BlackRock’s bid-ask spread on its fund is ranging around 0.02 percent, the best in class and important if the market participants are trading in size or options. It also has the largest listed options market for any spot Bitcoin ETF, making it a standard place for institutional desks who are taking long-term, structurally driven positions to put their funds. Expense ratio comes up at 0.25 percent with the custodian: Coinbase Custody May brought $1.01 billion of single-month outflows and it is the biggest single-month outflow from any of the ETFs.
Fidelity Wise Origin Bitcoin Fund (FBTC)
FBTC also manages 179,931 BTC and follows the same charges of 0.25 percent just like IBIT. It differentiates itself on custody: It’s the only big Bitcoin spot ETF in this class that does not depend on Coinbase. FBTC makes the use of Fidelity Digital Assets, the asset manager’s in-house digital custody solution, which had been built up and established well before the product began trading. That is important to investors seeking to mitigate custody concentration risk among products on a wider basis. As so many products in this product category are custodized via Coinbase Custody, a failure at that single point may simultaneously hurt nearly all of these products. For this fund, it is safe from that problem.

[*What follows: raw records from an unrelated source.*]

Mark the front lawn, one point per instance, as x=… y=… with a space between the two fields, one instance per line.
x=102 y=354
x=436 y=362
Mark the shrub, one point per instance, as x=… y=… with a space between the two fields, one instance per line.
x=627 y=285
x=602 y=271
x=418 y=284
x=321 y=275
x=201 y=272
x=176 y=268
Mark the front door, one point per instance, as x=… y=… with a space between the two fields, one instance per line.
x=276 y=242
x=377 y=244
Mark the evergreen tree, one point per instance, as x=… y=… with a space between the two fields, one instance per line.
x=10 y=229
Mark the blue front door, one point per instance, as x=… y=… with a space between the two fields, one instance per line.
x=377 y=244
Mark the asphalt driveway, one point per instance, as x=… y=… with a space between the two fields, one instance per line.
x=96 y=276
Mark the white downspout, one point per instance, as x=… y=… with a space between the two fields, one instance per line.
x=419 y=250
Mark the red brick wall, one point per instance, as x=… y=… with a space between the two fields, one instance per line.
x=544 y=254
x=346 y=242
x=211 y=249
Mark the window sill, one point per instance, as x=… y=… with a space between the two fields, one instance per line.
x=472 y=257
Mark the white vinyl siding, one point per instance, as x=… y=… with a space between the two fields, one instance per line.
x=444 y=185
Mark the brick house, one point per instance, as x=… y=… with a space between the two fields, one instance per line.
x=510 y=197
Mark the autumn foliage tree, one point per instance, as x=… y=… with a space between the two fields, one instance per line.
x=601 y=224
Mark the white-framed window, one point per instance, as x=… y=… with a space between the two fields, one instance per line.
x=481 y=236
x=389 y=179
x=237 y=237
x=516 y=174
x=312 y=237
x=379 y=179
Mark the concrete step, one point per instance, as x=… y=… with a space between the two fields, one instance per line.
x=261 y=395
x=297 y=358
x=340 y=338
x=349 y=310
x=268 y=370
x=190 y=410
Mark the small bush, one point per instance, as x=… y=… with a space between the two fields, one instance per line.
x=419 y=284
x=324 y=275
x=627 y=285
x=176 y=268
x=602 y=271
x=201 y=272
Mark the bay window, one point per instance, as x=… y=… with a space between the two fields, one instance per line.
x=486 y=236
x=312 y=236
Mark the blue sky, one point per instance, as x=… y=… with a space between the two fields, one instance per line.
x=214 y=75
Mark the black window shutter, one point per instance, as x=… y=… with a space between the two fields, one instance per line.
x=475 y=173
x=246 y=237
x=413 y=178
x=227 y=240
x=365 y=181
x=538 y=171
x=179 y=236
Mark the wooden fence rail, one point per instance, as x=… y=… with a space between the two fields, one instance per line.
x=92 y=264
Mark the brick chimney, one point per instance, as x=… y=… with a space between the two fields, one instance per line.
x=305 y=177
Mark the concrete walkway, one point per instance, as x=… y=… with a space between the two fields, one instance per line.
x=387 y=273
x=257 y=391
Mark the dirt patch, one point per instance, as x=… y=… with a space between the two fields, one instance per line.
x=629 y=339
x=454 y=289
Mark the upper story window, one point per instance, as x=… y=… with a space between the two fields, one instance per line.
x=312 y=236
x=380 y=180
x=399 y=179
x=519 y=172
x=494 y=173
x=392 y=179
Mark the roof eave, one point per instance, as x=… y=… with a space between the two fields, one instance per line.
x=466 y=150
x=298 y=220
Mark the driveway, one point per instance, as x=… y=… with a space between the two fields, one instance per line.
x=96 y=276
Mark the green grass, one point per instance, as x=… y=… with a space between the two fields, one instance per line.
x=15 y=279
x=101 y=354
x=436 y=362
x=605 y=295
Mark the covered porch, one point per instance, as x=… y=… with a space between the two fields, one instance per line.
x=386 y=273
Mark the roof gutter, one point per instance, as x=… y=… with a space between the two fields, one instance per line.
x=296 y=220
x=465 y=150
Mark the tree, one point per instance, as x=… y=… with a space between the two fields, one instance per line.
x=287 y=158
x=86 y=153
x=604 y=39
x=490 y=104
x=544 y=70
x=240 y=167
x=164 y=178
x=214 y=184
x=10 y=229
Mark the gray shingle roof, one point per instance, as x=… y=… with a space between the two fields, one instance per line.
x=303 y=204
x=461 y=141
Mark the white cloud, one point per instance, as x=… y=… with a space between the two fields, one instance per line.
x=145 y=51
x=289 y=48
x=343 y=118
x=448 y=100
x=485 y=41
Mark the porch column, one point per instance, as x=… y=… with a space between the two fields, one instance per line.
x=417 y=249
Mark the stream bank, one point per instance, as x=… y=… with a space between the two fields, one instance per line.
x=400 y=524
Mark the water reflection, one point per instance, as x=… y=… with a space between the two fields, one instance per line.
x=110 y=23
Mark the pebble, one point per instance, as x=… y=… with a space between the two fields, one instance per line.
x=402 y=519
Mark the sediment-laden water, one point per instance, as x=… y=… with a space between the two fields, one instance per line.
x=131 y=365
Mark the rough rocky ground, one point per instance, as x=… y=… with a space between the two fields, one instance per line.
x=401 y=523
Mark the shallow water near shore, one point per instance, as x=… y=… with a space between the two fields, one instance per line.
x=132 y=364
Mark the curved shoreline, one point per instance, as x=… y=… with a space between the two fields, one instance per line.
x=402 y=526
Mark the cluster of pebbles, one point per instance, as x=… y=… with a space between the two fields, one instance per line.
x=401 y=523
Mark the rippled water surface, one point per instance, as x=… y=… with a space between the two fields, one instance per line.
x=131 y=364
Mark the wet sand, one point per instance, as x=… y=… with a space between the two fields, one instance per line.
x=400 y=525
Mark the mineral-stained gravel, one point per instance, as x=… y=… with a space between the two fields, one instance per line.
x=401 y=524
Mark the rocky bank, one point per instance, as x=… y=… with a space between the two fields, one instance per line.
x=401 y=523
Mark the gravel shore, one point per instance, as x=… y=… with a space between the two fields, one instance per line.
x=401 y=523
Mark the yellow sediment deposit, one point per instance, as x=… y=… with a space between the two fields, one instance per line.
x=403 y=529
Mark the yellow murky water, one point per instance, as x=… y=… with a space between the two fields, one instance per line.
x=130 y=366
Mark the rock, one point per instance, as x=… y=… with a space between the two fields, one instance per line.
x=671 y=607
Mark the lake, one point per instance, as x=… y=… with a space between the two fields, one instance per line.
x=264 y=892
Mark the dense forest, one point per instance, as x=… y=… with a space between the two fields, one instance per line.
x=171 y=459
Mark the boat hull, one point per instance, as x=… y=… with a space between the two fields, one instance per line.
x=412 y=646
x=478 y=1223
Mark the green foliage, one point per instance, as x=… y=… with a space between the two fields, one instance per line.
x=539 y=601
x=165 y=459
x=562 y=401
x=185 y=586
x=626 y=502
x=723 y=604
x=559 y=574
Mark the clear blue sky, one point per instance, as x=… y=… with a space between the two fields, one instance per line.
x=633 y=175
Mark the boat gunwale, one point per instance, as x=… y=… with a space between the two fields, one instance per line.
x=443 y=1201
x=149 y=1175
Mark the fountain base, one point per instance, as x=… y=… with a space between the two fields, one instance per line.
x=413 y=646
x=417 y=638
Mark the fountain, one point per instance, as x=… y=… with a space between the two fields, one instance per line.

Grayscale Bitcoin Mini Trust (BTC)
At 0.15 percent, this fund is the cheapest spot Bitcoin ETF option and stands out as less expensive than higher-priced alternatives IBIT and FBTC. It is just a bit more cost-efficient than the youngest options available in the market right now and was introduced by Grayscale, the company that is segregating assets off from its more costly GBTC Fund into this cheaper ETF option. For comparison, GBTC is 1.50 percent but has repeatedly suffered asset outflows even after the low-cost spot Bitcoin ETFs became available. The Mini Trust at present has 52,856 BTC.
ARK 21Shares Bitcoin ETF (ARKB)
ARK 21Shares Bitcoin ETF holds 33,248 BTC and has a 0.21 percent expense ratio and this makes it one of the most cost-efficient options of the two dominant funds. It’s a joint product made up of Cathie Wood’s ARK Invest and 21Shares, which are crypto-native investment firms. The asset under management (AUM) has seen a growth to approximately $3.6 billion. ARKB uses Coinbase Custody and benchmarks against the CME CF Bitcoin Reference Rate New York Variant.
Bitwise Bitcoin ETF Trust (BITB)
This fund rounds out the practical shortlist. Expense ratio: 0.20 percent. BTC holdings: 36,913. Bitwise is a crypto-native asset manager rather than a traditional finance institution, and the fund has maintained a clean track record on execution and transparency since launch. Custody is through Coinbase. At 0.20 percent, it sits between the fee leaders and the big two, with adequate liquidity for most retail and smaller institutional positions.